Architecture & infrastructure

  • Built on PowerDNS authoritative servers, FastAPI, Postgres, Postfix; Cloudflare fronts the external surface and API tunnel.
  • Hidden-primary design: two geo-distributed secondaries (Sweden, Switzerland) validate TSIG, then forward updates to a non-public primary.
  • Secondaries sync TSIG/updates via PowerDNS API and distributed keys; no anycast yet but considered for the future.
  • Backups/snapshots and a passive primary node are mentioned; single Postgres backend for the primary.

Security and private-address DNS

  • Concern raised that allowing RFC1918/CGNAT records could enable DNS rebinding or expose internal topology.
  • Response: most DNS providers allow this; mitigations should live in the application/browser (host header checks, CSRF protection, cookies). Internal topology disclosure is real but seen as an operator risk tradeoff.

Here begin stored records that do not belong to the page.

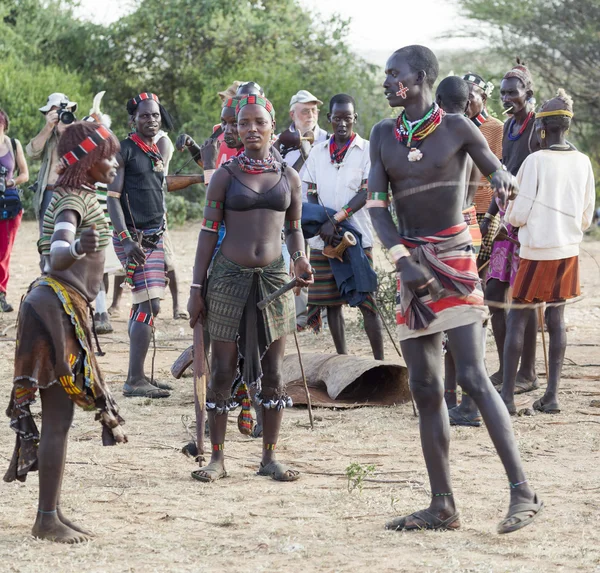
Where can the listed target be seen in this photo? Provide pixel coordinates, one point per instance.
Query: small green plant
(356, 474)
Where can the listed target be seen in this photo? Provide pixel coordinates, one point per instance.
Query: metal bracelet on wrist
(73, 250)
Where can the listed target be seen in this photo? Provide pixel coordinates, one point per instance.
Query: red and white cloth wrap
(450, 258)
(149, 279)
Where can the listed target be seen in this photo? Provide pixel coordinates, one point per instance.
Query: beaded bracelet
(73, 251)
(296, 224)
(344, 213)
(211, 226)
(398, 252)
(297, 255)
(376, 199)
(491, 175)
(208, 173)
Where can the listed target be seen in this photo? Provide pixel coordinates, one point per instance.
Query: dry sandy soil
(151, 516)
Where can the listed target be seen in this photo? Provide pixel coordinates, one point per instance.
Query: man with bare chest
(422, 157)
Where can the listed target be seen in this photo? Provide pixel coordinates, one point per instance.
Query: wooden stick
(308, 400)
(399, 354)
(199, 388)
(541, 320)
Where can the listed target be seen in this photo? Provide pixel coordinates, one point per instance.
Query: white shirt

Tokens, free tier, and update model

  • Confusion over “long-lived tokens” on pricing:
    • TSIG keys are per-zone and used for DNS updates; they don’t expire unless the zone is deleted.
    • JWT/bearer tokens are for account and management API (creating/deleting/listing zones).
  • Free tier: up to 5 zones, TSIG-based updates, but no long-lived management API tokens; configuration primarily via dashboard. Multiple commenters suggest clarifying this on the pricing page.

Comparisons and alternatives

  • Comparisons to desec.io (IPv6, DNSSEC, BYOD, IPv6 prefix delegation), registrar-hosted DDNS, BIND9 self-hosting, and router scripts updating Route53/Cloudflare.
  • Some argue VPN + reverse proxy (Tailscale, Netbird, WireGuard) reduces the need for DDNS; others still want DDNS for public-facing services, dev/test, or where VPN is unnecessary.

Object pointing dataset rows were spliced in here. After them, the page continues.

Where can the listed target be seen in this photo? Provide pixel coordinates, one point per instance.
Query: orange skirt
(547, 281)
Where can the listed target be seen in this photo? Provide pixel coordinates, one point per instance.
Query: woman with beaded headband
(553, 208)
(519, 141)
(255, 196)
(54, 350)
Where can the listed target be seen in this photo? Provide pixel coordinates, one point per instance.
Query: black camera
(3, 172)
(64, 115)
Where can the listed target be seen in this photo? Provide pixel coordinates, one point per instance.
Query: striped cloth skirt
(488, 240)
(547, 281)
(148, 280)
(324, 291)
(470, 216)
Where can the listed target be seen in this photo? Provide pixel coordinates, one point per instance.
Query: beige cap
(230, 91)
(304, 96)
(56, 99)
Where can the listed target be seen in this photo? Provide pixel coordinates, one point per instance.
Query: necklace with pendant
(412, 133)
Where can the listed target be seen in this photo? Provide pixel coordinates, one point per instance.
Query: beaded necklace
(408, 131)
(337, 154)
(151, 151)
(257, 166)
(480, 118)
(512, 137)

UX, design, and AI-related criticism

  • Several commenters find the landing page “generic” or “vibe-coded” and assume AI-generated copy; others push back that such accusations are overused.
  • Suggestions: simplify the design, write more personal copy (even in native language), reduce third-party includes, and consider EU-native CDN/edge alternatives to Cloudflare.
  • Minor UX issues reported (password reset flow, Firefox Focus tracking protection) and acknowledged as fixed or queued.